まずは「あとがき」。枡野浩一本人によって作品の舞台裏が語られる。といっても、上で述べたように、ほぼ全ての読者は、速水=枡野として読んでいるから、本編とテイストが全く変わらない。一応、ここで初めて、元妻である南Q太の名前が登場する。一つ残念なのは、自分が彼女の作品を全く読んだことがないこと。内田春菊、岡崎京子、桜沢エリカ・・・とひとくくりにしていいのか分からないが、この系統の作品には全く食指が動かず、いわば「食わず嫌い」のジャンルになっているのだ。そのほか、文章中にはルポライターの藤井良樹が登場している。
次に「特別寄稿」。“真夜中のロデオボーイ”と題された文章は、枡野浩一、穂村弘、長嶋有の三人が桝野浩一宅で会ったときの話をそれぞれの視点から語っているのだが、まず、枡野浩一VS穂村弘の直接対決が見られるというだけで面白い。実質的に、この本を買ってみようと思ったのは、この直接対決見たさが大きかった。それこそ、長嶋有が「今夜ついに短歌界の若手二大巨頭があいまみえる!ニューリーダーとナウリーダー、生き残るのはどっちだ!」とはしゃぐように。
そして、「解説」。ここでは、映画評論家の町山智浩が、「結婚失格」と『人間失格』との類似性を指摘しながら、速水の考え方が如何におかしいかを指摘し、痛烈に批判する。町山智浩の文章はテレビブロスでも読んだことがあるし、podcastでその声を聴いたことも何度もあり、批評家としてプロフェッショナリズムを貫く人であることは知っていたが、この文章は、とにかく圧巻。
「正しさ」と愛は無関係
この本を読むことで、読者の「結婚観」「離婚観」が問われるかといえば、問われない。
むしろ、個々のケースがそれぞれ特殊で、単純に当てはめようとすることの方が無理と考えてしまう。そして、結局、枡野浩一の特殊性が、最後に浮き出てくる。
暇なときに、つい手に取ってしまう愛読書『石川くん』は、ダメ人間石川啄木について語られた本だが、語る枡野浩一が、言葉の端々からにじみ出る、そんな本。これを含めて、どの本を読んでも、自分は枡野浩一とは仲良くなれないなと思った。性格がきつそう、というか几帳面、かつ自分の才能に過度に自覚的なところが自分には相容れない部分だった。だが『結婚失格』を読んで、初めて息子と会えない枡野浩一にシンパシーを感じ、逆に、南Q太に敵意を抱いたのだ。単純な自分は。
しかし、解説の町山智浩が、そんな枡野浩一=速水を叱る。とても納得のいく言葉で。(一部を抜粋)
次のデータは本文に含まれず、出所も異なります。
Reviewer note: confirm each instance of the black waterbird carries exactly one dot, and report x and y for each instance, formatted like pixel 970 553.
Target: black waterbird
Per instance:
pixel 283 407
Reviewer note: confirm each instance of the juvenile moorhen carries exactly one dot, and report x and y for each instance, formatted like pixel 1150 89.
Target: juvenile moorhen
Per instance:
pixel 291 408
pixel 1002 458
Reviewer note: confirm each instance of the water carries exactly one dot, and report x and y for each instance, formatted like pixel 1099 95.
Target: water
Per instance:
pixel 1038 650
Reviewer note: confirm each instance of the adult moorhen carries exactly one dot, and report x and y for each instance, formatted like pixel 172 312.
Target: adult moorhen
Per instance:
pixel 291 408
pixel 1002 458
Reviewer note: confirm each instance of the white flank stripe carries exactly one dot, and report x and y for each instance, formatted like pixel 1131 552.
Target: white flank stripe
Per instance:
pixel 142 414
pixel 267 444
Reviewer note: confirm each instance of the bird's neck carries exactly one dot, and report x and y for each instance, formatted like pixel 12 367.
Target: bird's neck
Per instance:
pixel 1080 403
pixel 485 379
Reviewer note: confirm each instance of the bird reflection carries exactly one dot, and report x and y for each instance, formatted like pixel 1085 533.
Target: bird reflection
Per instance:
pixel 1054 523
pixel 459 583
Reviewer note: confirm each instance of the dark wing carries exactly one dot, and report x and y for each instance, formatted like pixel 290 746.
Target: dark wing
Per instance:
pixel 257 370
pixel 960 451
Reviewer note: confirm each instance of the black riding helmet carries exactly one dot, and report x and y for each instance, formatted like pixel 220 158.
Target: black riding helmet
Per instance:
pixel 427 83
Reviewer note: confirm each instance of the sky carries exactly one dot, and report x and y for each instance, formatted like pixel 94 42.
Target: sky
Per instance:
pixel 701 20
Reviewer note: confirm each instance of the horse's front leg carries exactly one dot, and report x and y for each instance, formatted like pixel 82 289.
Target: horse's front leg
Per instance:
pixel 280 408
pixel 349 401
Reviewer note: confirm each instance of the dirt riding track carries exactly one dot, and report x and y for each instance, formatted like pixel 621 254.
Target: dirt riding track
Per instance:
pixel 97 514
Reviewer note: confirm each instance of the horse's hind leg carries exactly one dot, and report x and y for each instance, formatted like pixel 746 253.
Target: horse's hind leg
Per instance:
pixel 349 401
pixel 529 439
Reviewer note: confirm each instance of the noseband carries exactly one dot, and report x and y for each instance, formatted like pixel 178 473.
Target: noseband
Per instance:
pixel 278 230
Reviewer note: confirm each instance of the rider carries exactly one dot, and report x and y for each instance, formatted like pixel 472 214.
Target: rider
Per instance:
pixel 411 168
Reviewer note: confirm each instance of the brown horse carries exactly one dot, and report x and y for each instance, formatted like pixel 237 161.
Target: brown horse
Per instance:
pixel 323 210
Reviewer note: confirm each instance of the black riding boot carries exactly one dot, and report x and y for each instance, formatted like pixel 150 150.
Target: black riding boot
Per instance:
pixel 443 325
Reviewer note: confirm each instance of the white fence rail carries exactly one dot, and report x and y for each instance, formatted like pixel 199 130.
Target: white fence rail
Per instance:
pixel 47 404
速水の現実に対する感覚は思春期の少年のそれと同じだ。現実とか人の心は不条理で理不尽で非論理的で言葉にできないという当たり前の事実が理解できていない。そして理不尽なものは悪いと考える。妻の突然の失踪と離婚訴訟自体が非言語によるメッセージだったのに、彼はそれを言語にしろと要求し続ける。
そして速水は妻に自分の正しさだけを主張し続けた。「僕は正しい」と言うのはイコール「君は間違っている」という意味だ。相手の屈服を望んでいるのだ。そんな人には誰も屈服しない。
(略)
「正しさ」と愛は関係ない。人はむしろ正しくないものを愛してしまう。ロクデナシを愛し、悪女を愛し、他人の恋人や配偶者を愛する。妻があるにもかかわらず他人の妻を心中に巻き込み、彼女を死なせ、自分は平気で生きている太宰治が、なぜか女性から、友人から、読者からあんなにも愛されたのか。
枡野浩一自身が、銀色夏生の詩を引用しながら詠っているように「正しさの 中にいるから あなたには ここから先は 理解できない」のだ。podcastで聞いた大森望による枡野評も、基本的に町山智浩に倣ったもので罵倒の流れ。どうも、本人に会ったことのある人ほど、そう感じるものらしい。
ただ、同時に、その部分こそが枡野浩一の大きな魅力であり、昔の人が、天は二物を与えず、と言ったのは本当だったのだなあ、と感じた。
*1:つい先日まで女性とは知りませんでした!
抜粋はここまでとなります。